Role of the Quality and Safety Monitoring Committee in the New Renewed Cervical Screening Program — YRD

Role of the Quality and Safety Monitoring Committee in the New Renewed Cervical Screening Program (3536)

David Roder 1
  1. Cancer Australia, Eastwood, SA, Australia

Australia has a low incidence of cervical cancer at about 60% lower than the estimated world average. Only Western Asia is reported to have a lower incidence. The Australian cervical cancer mortality rate is lower in relative terms, at 76% below the estimated world average and at the bottom of the range alongside New Zealand and Western Europe. Australian incidence and mortality rates were comparatively stable during the 1980s, but decreased by 45% and 62% respectively during 1990-2012. This is attributed in part to introduction of an “organized approach” to cervical screening from 1991, including use of cytology registries to support service delivery. Downward momentum in incidence has slowed, however, with little change evident during 2000-2012. A reduction in screening coverage has also applied, with particularly low coverage for the lowest socio-economic quintile of the population, those living in very remote areas, and the Northern Territory. These areas all experience raised incidence rates. Aboriginal and Torres Strait Islander women have an exceptionally high incidence, at almost three times that experienced by other Australian women. So the screening and incidence picture is uneven and inequities apply. Older women, aged 55-69 years, experience a pronounced decline in screening coverage which would predispose to increased cancer risk.  

In general, the technical quality of screening appears to be high in Australia, with women screened biennially having a 93% lower incidence, and those screened at four-yearly intervals, having an 81% lower incidence than women screened less frequently. Quality of screening and follow-up services has been promoted actively by the Australian Society for Colposcopy and Cervical Pathology and the Royal College of Pathologists of Australasia. Meanwhile Commonwealth and State/Territory Governments have also promoted technical and program quality through the funding of cytology registers and ongoing monitoring of service program delivery. Policy changes have been evaluated, as for example the change in policy to limit colposcopy for low-grade lesions to those that persist. Comparing cervical cancer incidence following low-grade cytology for approximately seven years following policy change revealed similar hazard ratios compared with a reference period prior to policy change (i.e., HR 0.96, 95% CLs 0.78, 1.18, at 2 years from cytology screen).  Longer follow-up to five years after cytology screen also revealed cervical cancer incidence rates that were close to the pre-policy baseline. AIHW undertook these data compilation with the jurisdictions, and the analyses, which the Safety Monitoring Committee monitored closely, with prescribed trigger points at hand, should there be need to sound an alert.

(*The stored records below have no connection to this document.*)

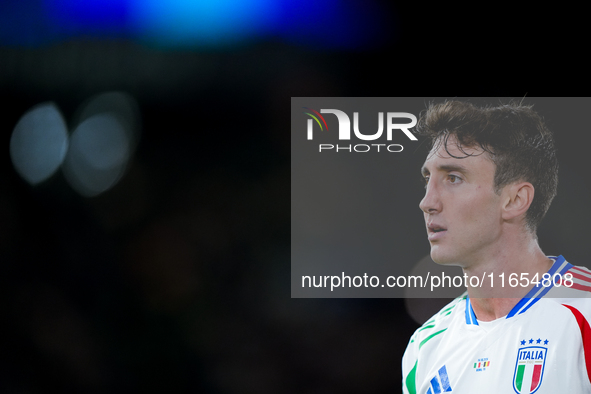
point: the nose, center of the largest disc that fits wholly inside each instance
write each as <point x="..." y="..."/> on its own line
<point x="431" y="203"/>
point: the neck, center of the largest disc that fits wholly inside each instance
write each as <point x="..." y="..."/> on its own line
<point x="508" y="267"/>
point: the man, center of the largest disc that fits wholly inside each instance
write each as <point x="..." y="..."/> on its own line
<point x="490" y="177"/>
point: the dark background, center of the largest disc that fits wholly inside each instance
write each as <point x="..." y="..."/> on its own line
<point x="178" y="278"/>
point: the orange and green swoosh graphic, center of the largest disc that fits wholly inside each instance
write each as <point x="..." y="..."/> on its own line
<point x="315" y="118"/>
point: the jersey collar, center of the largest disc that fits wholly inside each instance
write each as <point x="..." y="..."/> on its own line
<point x="559" y="267"/>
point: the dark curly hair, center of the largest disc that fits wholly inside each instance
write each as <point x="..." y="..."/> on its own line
<point x="515" y="136"/>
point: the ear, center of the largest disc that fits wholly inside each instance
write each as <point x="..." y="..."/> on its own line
<point x="518" y="197"/>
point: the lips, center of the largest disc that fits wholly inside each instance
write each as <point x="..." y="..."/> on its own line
<point x="435" y="231"/>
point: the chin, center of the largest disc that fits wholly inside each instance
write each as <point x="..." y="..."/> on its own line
<point x="440" y="257"/>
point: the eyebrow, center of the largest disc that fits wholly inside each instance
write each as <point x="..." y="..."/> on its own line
<point x="446" y="168"/>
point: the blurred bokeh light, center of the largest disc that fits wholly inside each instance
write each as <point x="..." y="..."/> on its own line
<point x="39" y="143"/>
<point x="98" y="154"/>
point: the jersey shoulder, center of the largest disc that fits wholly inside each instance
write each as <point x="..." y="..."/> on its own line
<point x="426" y="338"/>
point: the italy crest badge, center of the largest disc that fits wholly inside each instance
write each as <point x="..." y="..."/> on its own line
<point x="529" y="366"/>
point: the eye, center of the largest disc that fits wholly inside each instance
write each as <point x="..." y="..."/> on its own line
<point x="454" y="179"/>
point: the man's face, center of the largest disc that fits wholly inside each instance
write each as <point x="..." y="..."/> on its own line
<point x="462" y="211"/>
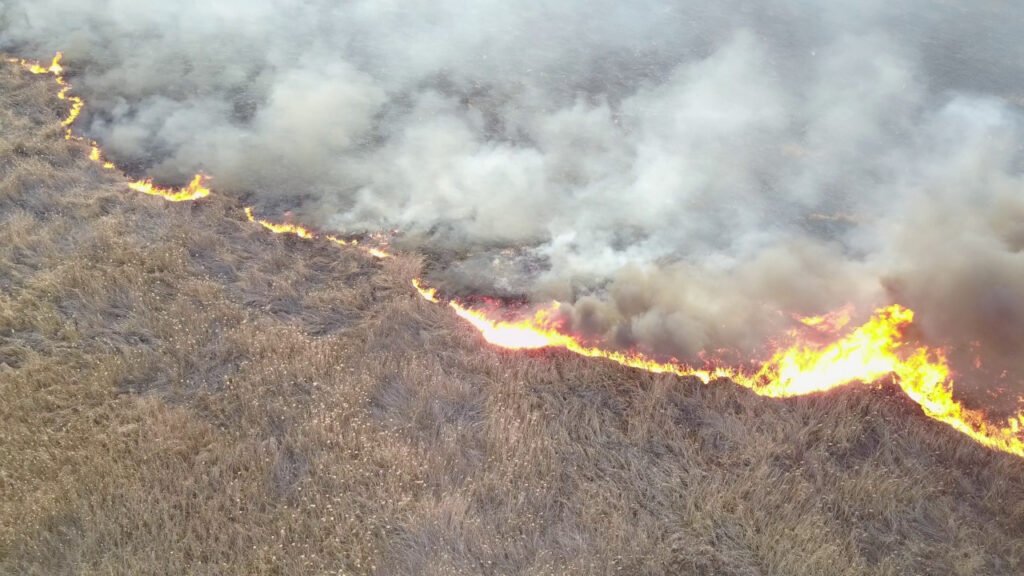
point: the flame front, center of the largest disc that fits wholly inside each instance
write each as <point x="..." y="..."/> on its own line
<point x="867" y="354"/>
<point x="197" y="188"/>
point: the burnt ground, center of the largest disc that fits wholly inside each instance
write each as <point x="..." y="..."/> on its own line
<point x="182" y="393"/>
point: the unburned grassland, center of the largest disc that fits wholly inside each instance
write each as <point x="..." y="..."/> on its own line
<point x="182" y="393"/>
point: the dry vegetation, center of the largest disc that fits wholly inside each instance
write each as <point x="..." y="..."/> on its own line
<point x="182" y="393"/>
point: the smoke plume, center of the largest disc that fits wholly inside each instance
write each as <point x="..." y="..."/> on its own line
<point x="686" y="175"/>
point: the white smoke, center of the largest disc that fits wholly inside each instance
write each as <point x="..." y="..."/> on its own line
<point x="687" y="174"/>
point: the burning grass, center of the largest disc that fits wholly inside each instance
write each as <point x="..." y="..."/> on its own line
<point x="186" y="394"/>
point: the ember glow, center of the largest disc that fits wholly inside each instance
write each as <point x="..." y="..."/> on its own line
<point x="863" y="356"/>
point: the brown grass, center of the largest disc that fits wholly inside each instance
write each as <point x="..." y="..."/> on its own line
<point x="182" y="393"/>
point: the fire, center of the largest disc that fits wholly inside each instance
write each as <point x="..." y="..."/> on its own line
<point x="866" y="355"/>
<point x="428" y="294"/>
<point x="197" y="189"/>
<point x="283" y="228"/>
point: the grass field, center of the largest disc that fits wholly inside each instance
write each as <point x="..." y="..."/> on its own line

A new Quality Safety Monitoring Committee has replaced the Safety Monitoring Committee with a broader brief to advise the Standing Committee on Screening on quality as well as safety of the Renewed Program. Quality Indicators under discussion relate to: Recruitment – participation, response to invitation & rescreening; Screening – episode results, HPV test results, HPV test/histology correlation, negative HPV tests followed by a cervical cancer; Assessment – colposcopy occurring where recommended (by genotype & LBC result, as applicable), time to colposcopy, biopsy rate in colposcopy cases, predictive value positive of colposcopy for higher risk (confirmed histological high grade or cancer), Diagnosis – histological high-grade abnormality rate in screened women, cancer incidence overall and by screening history and time since last screen, and cervical cancer mortality. Also Safety Indicators under discussion relate to: Cancer risk in screened HPV negative cases, Cytology results at 2.5 years post HPV negative screen compared with expected results, HPV results compared with expected results, Adherence to management guidelines by risk category (intermediate & higher risk), and Reviews of screen histories of cervical cancer cases by vaccination history and cancer HPV type. The indicators used for quality and safety monitoring are being developed with reference to the NCSP Quality Framework. Other Q&S issues relate to priority population groups, the use of self-collection by under-screened women, transition from jurisdiction to central Registry, workforce change, timely availability of re-engineered central Registry data, and ready data access. An overview of key Q&S issues will be included in this presentation.